At -O3, the compiler may recognize that sum_of_squares(10) can be computed at compile time (constant folding) and emit a single mov eax, <result> instead of any loop at all. If this happens, document it.


Part E: Frame pointer and calling convention

The frame pointer (rbp) is used at -O0 to track the stack frame. At higher optimisation levels, the compiler may omit it (-fomit-frame-pointer is implicit at -O2).

  1. In O0.asm, find the prologue of main. Is push rbp / mov rbp, rsp present?
  2. In O2.asm, find the prologue of main (or whatever main is reduced to). Is rbp used?
  3. If rbp is absent in -O2, how are local variables addressed? (They will use rsp-relative addressing instead, e.g., [rsp+0x4].)

Part F: RE consequences (written analysis)

Write a paragraph (150-200 words) on each of the following three consequences:

  1. Function inlining. A stripped, optimised binary has square inlined into sum_of_squares. You are analyzing the binary and do not see a square function at all. How does this change your analysis process? What risk does this create for completeness?

  2. Loop transformation / constant folding. If the compiler constant-folded sum_of_squares(10) to a literal, what does the decompiler show? What challenge does this create for understanding the original algorithm?

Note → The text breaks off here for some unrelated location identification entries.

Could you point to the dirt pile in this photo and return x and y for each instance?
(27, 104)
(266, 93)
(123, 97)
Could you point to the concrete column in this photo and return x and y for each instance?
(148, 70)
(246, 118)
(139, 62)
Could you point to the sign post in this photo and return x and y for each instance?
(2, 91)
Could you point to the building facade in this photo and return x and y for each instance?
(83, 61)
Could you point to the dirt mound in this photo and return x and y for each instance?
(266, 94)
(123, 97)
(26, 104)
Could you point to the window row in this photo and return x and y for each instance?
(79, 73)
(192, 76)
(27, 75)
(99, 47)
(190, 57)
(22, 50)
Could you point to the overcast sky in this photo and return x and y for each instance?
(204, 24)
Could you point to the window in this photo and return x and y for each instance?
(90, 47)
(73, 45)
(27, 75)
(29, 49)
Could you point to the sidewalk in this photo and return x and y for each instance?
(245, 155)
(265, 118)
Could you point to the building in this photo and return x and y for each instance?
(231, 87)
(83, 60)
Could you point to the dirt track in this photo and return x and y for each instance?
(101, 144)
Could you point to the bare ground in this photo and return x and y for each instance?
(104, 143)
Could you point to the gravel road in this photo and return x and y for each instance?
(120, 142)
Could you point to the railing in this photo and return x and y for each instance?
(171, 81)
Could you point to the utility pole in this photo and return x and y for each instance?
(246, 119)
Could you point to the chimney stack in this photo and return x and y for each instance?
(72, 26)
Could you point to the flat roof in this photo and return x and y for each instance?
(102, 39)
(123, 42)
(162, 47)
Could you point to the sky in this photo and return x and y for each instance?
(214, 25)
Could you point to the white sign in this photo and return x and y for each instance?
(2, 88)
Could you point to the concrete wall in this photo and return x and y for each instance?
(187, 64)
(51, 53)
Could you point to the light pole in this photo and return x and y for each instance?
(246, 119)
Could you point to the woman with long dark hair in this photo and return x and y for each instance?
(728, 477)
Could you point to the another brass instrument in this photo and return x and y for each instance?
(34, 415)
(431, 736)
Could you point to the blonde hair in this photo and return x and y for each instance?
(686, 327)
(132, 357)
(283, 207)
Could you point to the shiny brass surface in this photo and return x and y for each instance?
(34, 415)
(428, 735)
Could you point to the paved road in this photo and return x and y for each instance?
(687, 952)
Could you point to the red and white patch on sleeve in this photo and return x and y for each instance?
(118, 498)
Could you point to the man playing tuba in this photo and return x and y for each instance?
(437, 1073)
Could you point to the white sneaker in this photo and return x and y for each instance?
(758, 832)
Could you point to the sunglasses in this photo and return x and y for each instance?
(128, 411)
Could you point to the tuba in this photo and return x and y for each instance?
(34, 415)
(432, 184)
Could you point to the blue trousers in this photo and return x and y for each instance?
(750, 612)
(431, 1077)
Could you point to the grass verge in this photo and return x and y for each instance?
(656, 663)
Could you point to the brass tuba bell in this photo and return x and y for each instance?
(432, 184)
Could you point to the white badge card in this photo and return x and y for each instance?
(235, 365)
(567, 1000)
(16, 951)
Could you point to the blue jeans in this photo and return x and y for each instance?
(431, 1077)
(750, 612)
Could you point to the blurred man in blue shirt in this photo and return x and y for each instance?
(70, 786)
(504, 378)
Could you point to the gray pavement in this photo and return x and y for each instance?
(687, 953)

  3. Frame pointer elimination. A debugger (gdb) uses the frame pointer chain to produce stack traces. If rbp is not used as a frame pointer, what happens to backtrace in gdb? How does this affect dynamic analysis?


Lab Report

Submit one document with sections A through F. For each quantitative question, show the command you ran and quote the relevant output. For the written analysis in Part F, aim for analytical depth over length.


Grading

Criterion Points
Part A: Size comparison accurate and hypothesis stated 10
Part B: Diff commands run; output quoted 5
Part C: Function inlining identified and explained 20
Part D: Loop transformation characterized accurately 25
Part E: Frame pointer elimination identified 15
Part F: Three RE consequences analyzed with specificity 25
Total 100

Lab 3 of 9. Due: end of Week 4. Compiler optimisation is one of the most common reasons assembly looks different from what you expect from the C source.